La Tunisie et le FMI s'accordent sur le programme de réformes économiques

Une mission du Fonds monétaire international qui a séjourné du 30 novembre au 13 décembre 2017 dans la capitale tunisienne est parvenue à un accord avec les autorités du pays sur les politiques économiques nécessaires pour achever la deuxième revue du programme de la Tunisie appuyé par le mécanisme élargi de crédit.
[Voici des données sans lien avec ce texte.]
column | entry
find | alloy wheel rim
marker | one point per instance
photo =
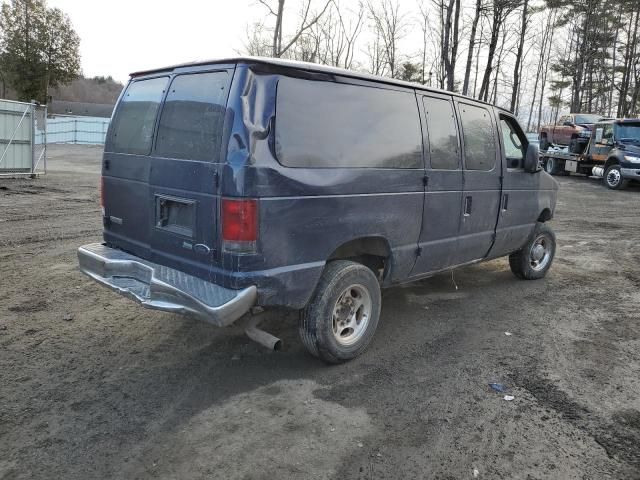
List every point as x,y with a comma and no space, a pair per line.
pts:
550,165
540,253
351,314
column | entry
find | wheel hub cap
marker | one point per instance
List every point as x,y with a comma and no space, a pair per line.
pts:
351,314
540,253
614,177
537,253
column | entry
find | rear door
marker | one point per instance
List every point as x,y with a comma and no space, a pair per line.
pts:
162,193
443,192
126,165
481,180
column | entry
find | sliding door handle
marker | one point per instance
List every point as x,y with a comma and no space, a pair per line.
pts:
468,203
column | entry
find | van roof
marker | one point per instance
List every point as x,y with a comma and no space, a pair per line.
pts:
313,67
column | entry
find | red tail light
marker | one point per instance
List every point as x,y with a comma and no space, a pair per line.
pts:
239,225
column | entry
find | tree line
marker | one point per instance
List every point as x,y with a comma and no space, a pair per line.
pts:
536,58
38,49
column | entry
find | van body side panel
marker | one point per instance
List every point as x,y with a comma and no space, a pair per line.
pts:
524,197
307,212
481,180
443,190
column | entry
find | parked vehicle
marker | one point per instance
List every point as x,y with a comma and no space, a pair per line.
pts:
532,138
573,130
262,182
613,153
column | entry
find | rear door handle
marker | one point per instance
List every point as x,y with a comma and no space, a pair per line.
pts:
468,202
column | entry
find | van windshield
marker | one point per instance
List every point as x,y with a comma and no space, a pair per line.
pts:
587,119
628,132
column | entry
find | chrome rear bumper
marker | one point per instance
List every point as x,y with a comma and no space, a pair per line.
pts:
163,288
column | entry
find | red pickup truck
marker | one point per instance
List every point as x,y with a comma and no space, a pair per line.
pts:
573,130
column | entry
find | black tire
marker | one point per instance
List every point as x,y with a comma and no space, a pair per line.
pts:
552,166
544,144
525,263
613,178
316,325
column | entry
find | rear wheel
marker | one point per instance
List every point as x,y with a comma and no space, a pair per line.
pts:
613,178
544,144
536,256
342,317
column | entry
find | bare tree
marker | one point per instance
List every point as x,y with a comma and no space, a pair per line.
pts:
449,28
516,69
472,42
308,20
501,9
389,27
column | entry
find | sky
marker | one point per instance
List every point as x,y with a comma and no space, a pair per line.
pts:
118,37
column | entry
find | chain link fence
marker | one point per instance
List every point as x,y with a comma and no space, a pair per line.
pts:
23,138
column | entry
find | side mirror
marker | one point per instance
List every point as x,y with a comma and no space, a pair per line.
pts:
532,159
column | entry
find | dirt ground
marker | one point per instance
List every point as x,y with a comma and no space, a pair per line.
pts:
93,386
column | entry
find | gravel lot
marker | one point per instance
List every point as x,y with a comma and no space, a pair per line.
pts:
93,386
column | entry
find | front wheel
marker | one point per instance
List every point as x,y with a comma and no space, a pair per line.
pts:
534,259
613,178
544,144
342,317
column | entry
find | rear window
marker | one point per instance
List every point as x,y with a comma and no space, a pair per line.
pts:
135,118
479,138
325,124
192,117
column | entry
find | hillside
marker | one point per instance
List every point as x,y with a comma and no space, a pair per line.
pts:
89,90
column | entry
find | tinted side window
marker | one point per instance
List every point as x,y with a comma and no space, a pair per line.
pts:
132,127
192,117
479,138
443,133
325,124
513,144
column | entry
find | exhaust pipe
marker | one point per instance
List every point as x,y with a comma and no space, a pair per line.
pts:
260,336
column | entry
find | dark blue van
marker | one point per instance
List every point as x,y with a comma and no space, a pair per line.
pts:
254,182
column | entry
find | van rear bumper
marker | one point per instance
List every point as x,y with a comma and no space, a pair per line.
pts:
163,288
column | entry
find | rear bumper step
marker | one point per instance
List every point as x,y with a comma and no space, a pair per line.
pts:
163,288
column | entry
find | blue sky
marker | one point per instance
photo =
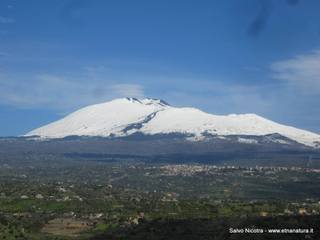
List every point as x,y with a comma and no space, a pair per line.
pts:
260,56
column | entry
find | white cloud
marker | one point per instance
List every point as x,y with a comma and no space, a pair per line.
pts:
6,20
62,93
302,71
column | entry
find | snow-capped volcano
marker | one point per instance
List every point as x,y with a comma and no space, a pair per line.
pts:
127,116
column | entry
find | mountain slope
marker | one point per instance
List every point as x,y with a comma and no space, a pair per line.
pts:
126,116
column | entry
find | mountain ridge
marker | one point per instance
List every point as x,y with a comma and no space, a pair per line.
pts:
127,116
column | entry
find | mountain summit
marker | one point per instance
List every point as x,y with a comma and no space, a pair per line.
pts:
127,116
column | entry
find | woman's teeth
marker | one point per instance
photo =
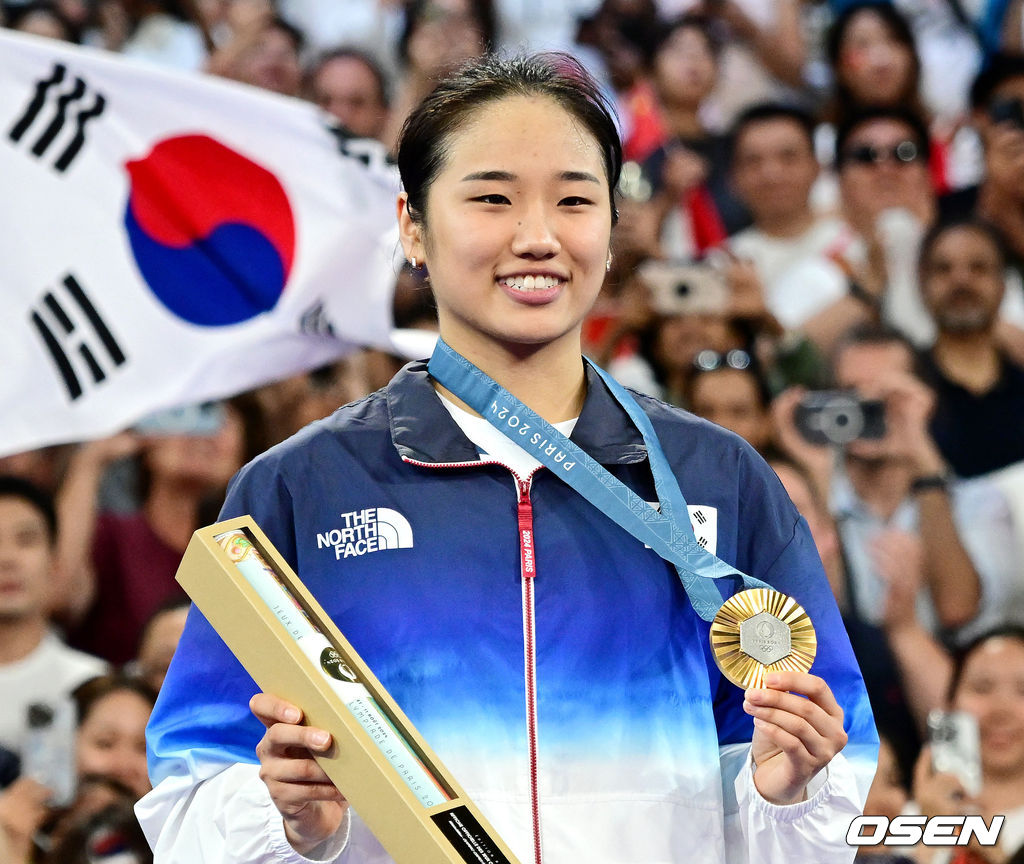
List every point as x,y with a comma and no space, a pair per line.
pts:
530,283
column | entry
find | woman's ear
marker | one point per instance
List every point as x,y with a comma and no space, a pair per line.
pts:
410,230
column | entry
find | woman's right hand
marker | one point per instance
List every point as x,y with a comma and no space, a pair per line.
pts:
310,805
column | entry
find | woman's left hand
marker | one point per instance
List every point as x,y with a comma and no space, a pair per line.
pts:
794,737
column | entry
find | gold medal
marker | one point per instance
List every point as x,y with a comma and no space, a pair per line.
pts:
760,631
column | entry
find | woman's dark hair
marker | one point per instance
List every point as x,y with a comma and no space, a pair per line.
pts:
351,52
690,20
748,364
39,499
16,14
112,832
425,137
962,655
87,694
899,30
974,223
482,10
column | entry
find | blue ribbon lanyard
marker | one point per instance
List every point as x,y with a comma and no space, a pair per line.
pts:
669,532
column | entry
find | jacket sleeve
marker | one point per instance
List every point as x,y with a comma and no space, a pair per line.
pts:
814,829
776,547
228,819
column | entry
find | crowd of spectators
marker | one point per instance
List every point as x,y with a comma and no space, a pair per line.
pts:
820,248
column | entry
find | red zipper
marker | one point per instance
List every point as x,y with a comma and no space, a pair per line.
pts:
527,561
528,566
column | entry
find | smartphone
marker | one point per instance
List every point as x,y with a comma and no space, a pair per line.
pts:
633,183
956,747
48,754
202,419
685,288
838,417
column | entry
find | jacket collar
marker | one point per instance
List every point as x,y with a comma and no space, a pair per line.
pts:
422,429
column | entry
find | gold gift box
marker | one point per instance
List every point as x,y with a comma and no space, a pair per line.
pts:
451,831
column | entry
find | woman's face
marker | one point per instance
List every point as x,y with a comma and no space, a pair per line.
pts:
446,34
685,69
112,740
729,397
991,688
517,226
873,66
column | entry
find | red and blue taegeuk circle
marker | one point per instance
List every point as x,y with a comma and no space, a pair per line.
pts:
213,232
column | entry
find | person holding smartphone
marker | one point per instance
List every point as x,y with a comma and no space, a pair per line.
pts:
986,690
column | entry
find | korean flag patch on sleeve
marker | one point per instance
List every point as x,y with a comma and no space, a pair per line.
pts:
705,522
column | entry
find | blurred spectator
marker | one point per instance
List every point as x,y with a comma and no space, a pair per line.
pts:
997,114
764,51
899,731
889,201
23,811
802,258
160,638
373,25
42,17
263,51
44,467
35,665
111,772
119,568
688,169
437,37
350,86
109,834
987,682
894,511
622,34
979,418
157,32
545,26
728,389
875,59
113,711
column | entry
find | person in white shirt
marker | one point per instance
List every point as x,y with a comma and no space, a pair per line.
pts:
35,665
804,259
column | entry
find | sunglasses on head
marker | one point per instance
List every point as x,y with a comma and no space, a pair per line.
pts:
904,153
708,360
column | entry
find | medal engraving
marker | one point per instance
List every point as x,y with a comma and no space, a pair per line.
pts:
765,638
760,631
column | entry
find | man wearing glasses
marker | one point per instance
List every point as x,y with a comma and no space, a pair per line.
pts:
882,161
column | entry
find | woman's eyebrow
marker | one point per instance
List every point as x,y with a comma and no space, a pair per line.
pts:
508,176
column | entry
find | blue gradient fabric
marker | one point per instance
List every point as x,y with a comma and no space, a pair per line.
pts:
412,546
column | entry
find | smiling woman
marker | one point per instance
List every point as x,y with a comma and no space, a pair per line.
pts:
557,664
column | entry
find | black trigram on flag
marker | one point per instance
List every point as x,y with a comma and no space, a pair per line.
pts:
76,337
58,105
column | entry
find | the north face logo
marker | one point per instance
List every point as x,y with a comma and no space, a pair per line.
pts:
368,530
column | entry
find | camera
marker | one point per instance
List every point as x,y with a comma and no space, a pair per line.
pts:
955,746
1008,111
683,288
838,417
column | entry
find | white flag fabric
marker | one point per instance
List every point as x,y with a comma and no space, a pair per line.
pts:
168,239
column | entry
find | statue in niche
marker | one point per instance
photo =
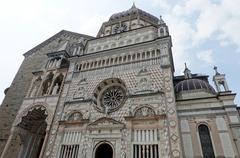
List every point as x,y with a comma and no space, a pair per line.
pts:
75,116
144,85
33,93
80,93
55,89
144,112
47,88
36,85
144,82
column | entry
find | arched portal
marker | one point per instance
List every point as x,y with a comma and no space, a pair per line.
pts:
32,130
104,151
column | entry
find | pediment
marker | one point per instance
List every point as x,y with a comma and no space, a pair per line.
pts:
104,123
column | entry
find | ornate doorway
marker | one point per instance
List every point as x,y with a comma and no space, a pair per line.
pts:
32,130
104,151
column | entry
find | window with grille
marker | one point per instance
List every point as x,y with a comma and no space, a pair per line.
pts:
69,151
145,143
206,143
145,151
70,144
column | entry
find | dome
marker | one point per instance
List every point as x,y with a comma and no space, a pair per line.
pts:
194,84
134,11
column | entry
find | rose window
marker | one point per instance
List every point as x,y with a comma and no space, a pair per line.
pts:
113,97
109,95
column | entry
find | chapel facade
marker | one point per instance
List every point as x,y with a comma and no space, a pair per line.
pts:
115,96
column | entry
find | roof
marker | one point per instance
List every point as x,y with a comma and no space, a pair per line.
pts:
134,11
53,38
194,84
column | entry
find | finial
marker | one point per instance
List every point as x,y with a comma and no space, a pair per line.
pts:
187,72
161,20
133,6
216,72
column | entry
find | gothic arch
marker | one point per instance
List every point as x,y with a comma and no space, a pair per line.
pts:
31,127
74,116
144,111
47,83
57,84
25,111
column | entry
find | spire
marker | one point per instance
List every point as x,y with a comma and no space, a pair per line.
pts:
187,72
161,20
220,81
133,6
216,72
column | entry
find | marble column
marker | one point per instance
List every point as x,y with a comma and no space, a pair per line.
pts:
10,138
44,144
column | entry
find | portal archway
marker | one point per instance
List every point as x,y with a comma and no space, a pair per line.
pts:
32,130
104,150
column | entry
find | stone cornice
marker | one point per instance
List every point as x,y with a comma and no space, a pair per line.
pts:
69,33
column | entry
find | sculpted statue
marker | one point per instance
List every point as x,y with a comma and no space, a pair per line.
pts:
33,93
55,89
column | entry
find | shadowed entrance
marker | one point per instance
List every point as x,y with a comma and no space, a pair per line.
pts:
32,132
104,151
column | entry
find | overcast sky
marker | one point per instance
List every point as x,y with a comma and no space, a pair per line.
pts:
204,32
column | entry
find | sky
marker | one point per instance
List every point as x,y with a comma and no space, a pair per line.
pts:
204,32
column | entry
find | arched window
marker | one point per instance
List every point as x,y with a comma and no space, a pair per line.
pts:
206,143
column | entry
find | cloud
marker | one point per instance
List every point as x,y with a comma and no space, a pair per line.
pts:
195,23
206,56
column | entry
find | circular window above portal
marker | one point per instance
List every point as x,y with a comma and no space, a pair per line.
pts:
109,95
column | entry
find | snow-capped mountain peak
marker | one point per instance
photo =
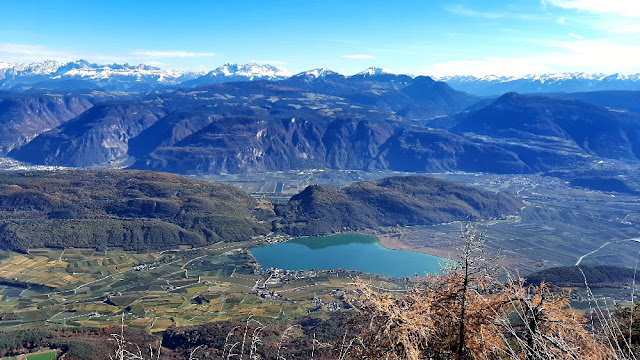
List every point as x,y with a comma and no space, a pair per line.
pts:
113,76
541,83
316,73
372,71
251,71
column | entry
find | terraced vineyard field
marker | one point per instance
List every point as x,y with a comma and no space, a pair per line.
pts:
180,287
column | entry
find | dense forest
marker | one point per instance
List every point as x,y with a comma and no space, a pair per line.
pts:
130,209
394,201
576,276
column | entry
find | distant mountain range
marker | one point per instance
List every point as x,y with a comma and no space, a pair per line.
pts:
56,75
317,119
547,83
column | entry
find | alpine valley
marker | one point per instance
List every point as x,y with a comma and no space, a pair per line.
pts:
132,193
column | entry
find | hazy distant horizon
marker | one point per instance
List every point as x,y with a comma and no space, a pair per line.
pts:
434,38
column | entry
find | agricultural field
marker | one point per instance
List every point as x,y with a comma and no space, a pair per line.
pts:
156,289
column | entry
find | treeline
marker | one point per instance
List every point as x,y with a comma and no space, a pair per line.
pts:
575,276
76,344
394,201
131,209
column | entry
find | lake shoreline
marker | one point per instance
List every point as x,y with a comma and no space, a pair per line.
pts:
392,242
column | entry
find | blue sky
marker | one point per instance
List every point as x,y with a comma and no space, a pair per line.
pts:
433,37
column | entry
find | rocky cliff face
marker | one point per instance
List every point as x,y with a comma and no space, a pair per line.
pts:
23,116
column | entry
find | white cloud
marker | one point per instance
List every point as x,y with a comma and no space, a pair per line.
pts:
358,56
465,11
627,8
170,54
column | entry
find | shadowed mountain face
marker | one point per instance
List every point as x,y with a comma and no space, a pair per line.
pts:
130,209
261,126
334,122
23,116
549,133
395,201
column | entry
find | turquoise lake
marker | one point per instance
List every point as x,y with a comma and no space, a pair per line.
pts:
348,252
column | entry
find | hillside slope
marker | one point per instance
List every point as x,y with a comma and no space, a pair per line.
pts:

La Tunisie devra procéder aux réformes devant permettre de réaliser sa croissance économique.
(Crédits : Reuters)

A l'occasion d'une mission qui a duré du 30 novembre au 13 décembre 2017 à Tunis, une délégation du Fonds monétaire international (FMI) et le gouvernement tunisien sont tombés d'accord sur les politiques économiques nécessaires pour achever la deuxième revue du programme de la Tunisie appuyé par le mécanisme élargi de crédit (MEDC). Ainsi, les autorités tunisiennes sont conscientes du programme économique à mettre en œuvre pour la relance. « Le principal défi pour les mois à venir sera  de rattraper les retards significatifs accusés dans l'effort d'éliminer les obstacles à la croissance et dans la maitrise des déficits budgétaires et extérieurs importants », a souligné le chef de la mission du Fmi, Björn Rother à l'issue de la mission. « Tirant profit de l'adoption d'une loi de finance ambitieuse pour 2018, les autorités tunisiennes ont exprimé leur engagement à entreprendre des actions décisives avant l'examen de la deuxième revue par le Conseil d'administration du FMI », a-t-il ajouté.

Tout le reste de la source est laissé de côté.